What of the devices now being sold online and at stores in Canada? Most are not true hearing aids but rather belong to a category known as a personal sound amplification product (PSAP). Dozens of these devices sold as “hearing amplifiers” or “sound enhancers” are listed on Amazon. Most of the cheaper ones simply make every sound louder, but several are being touted as true hearing aids.
One company getting a lot of traction in Canada is Audicus, an American start-up. On its website, it promotes its devices as “online hearing aids made quick, simple and affordable.” The company says it keeps costs down by eliminating the middleman — in other words, the audiologist — who charges you for the hearing aids, as well as a dispensing fee that covers fitting, adjustments and programming the devices.
Audicus hearing aids are programmed by the company, based on free hearing tests administered online. Any re-programming requires sending them back to Audicus. On its website, the company says about eight per cent of its customers are Canadian.
Eargo and Embrace are two other direct-to-consumer hearing aid brands available online and marketed to people with mild to medium hearing loss.
Nuheara is a three-year-old Australian start-up that sells IQbuds Boost earbuds that, according to its website, “allows you to adjust how you hear in different environments.” But they are not “a hearing aid nor a medical device,” Nuheara marketing director Cheryl Hart says in a telephone interview. “They solve the problem of that just-need situational help before you need a hearing aid, like readers for vision,” she explains.
“Our proprietary hearing assessment through the app measures frequencies in both ears and shows where you have mild hearing loss and compensates for that.”
The IQbuds Boost look exactly like the wireless ear buds people use to listen to music and podcasts. They can also be paired with IQstream TV, a tabletop device connected to the TV that allows users to use a smartphone to control volume independent of the volume set on the TV. Nuheara products are available at many Best Buy stores in Canada as well as online.
Another company offering hearing enhancers is not new to the sound scene.

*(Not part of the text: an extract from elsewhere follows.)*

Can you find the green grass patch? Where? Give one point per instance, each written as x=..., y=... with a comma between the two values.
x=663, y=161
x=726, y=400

Bose sells a product called Hearphones, described as “conversation-enhancing, noise-cancelling headphones.” Sold online, the earbuds are attached to a neckband and can be controlled by an app.
The market for hearing devices “is kind of a mishmash right now,” Aiken acknowledges. “The important thing is that you have a proper hearing test.” The online hearing tests offered for free by some companies may be a useful screening tool — “a rough guideline as to who might have hearing loss,” although he says “they’re not the same quality” as hearing tests given in person by an audiologist.
The big issue, Aiken says, is how many people have hearing loss but “just aren’t doing anything about their hearing. They struggle. They don’t want to get a hearing aid.”
And yet, he notes, “We’ve learned that there’s a link between hearing loss and cognitive decline. Hearing loss is the largest potentially modifiable risk factor for dementia. We don’t know yet whether hearing aids change that but we do know that hearing loss is linked to social isolation and increased risk of falls.”
That’s why, he says, “There is room for OTC hearing aids if it’s done right, if the devices are good and if the right people are getting them.”
I haven’t decided yet whether to try the Audicus online hearing test, whether to try Nuheara IQbuds Boost for its 30-day tryout, whether to just go ahead and make an appointment with an audiologist or whether to wait until the new over-the-counter regulations go into effect to see what is approved by the FDA and, subsequently, Health Canada.
In the meantime, if you happen to meet up with me over the holidays, please adjust your volume and talk a little louder!